Les manifestants portaient des pancartes en hébreu et en arabe exigeant "Justice et égalité maintenant" et d'autres qualifiant la loi "d'apartheid". Certains participants auraient scandé parfois en faveur de la Palestine et contre Israël, notamment des cris de sang et de feu. Palestine."
 
En Israël, les drapeaux palestiniens sont souvent considérés avec une profonde méfiance car ils sont associés au mouvement national palestinien et à son objectif est de subsumer l’État juif.
 
Les drapeaux n’étaient qu’une petite partie du rassemblement du samedi soir, mais ils ont été saisis par des politiciens de droite et d’autres.
 
Dimanche, le Premier ministre Benjamin Netanyahu a affirmé que les manifestants qui brandissaient des drapeaux palestiniens cherchaient à détruire Israël et ont prouvé que la législation litigieuse était nécessaire.

 

"Nous avons des preuves concluantes de la défiance envers Israël et de la nécessité de la loi sur l'Etat-nation", a-t-il déclaré au début de la réunion hebdomadaire du cabinet.

 

"Beaucoup de manifestants veulent abolir la loi du retour, l'hymne et le drapeau, et transformer Israël en Etat palestinien", a-t-il déclaré. "Plus que jamais, il est plus clair que la loi de l'Etat-nation est nécessaire pour assurer l'avenir d'Israël en tant qu'Etat juif."

 

La présence de drapeaux palestiniens lors du rassemblement a également été critiquée par le député juif Uri Ariel, le président de la Knesset Yuli Edelstein et les ministres du Likoud Ofir Akunis et Miri Regev.

 

Le chef de la liste commune (arabe)-Ayman Odeh, a répondu aux critiques dimanche, affirmant à la radio militaire que seules quelques dizaines de manifestants brandissaient des drapeaux palestiniens et que l’esprit général du rassemblement n’était pas de nature nationaliste.

 

"Trente mille personnes se sont rassemblées sur la place Rabin pour exprimer leur revendication légitime et juste de droits civils égaux pour tous", a-t-il déclaré à la radio militaire et a exhorté les juifs israéliens à accepter l'identité palestinienne des citoyens arabes.

 

"Nous sommes des Arabes et cela doit être internalisé", a-t-il déclaré. "Nous avons une culture, une langue et une histoire", a déclaré Odeh. "Je suis membre du peuple arabe palestinien et citoyen israélien en même temps .... accepte-moi comme je suis. "
 

La loi adoptée par la Knesset le mois dernier pour la première fois consacre Israël comme "la patrie du peuple juif" et affirme que "le droit d’exercer l’autodétermination nationale dans l’État d’Israël est propre au peuple juif". définit également l'arabe comme une langue dotée d'un statut "spécial", le déclassant de facto en tant que deuxième langue officielle d'Israël.
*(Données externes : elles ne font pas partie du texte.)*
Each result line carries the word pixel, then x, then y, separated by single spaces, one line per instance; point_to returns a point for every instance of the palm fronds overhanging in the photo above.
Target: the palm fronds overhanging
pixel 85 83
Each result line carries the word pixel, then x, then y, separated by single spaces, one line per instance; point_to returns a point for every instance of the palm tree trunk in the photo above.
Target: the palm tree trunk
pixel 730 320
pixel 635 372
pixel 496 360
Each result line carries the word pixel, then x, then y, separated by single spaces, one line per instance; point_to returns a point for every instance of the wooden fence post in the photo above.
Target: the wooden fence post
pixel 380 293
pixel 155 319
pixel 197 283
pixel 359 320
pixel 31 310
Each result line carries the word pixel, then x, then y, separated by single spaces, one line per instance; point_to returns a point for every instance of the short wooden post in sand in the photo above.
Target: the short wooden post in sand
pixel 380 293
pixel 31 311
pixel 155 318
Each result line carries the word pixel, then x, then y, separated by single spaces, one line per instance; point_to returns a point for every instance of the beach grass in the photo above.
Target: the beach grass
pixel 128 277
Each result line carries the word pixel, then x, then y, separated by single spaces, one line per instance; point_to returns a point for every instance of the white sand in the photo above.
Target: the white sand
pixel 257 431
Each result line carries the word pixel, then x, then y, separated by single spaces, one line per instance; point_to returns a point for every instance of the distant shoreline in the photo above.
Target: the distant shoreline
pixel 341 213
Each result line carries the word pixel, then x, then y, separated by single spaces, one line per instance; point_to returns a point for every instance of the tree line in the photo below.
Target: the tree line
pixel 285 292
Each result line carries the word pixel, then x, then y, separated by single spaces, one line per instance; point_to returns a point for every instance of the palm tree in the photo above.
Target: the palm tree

Le gouvernement a fait valoir que la nouvelle loi ne fait qu'ancrer le caractère existant du pays et que le caractère démocratique d'Israël et les dispositions relatives à l'égalité sont déjà enracinées dans la législation constitutionnelle existante.

 

Mais les critiques, tant à l’intérieur qu’à l’étranger, disent que cela sape l’engagement d’Israël envers l’égalité pour tous ses citoyens, comme le souligne la Déclaration d’indépendance.
 
 
Elle a suscité une indignation particulière de la part de la minorité druze d’Israël, dont les membres affirment que les dispositions de la loi les rendent des citoyens de deuxième classe. La semaine dernière, au moins 50 000 Israéliens ont assisté à la manifestation dirigée par les Druzes contre la loi sur la place Rabin.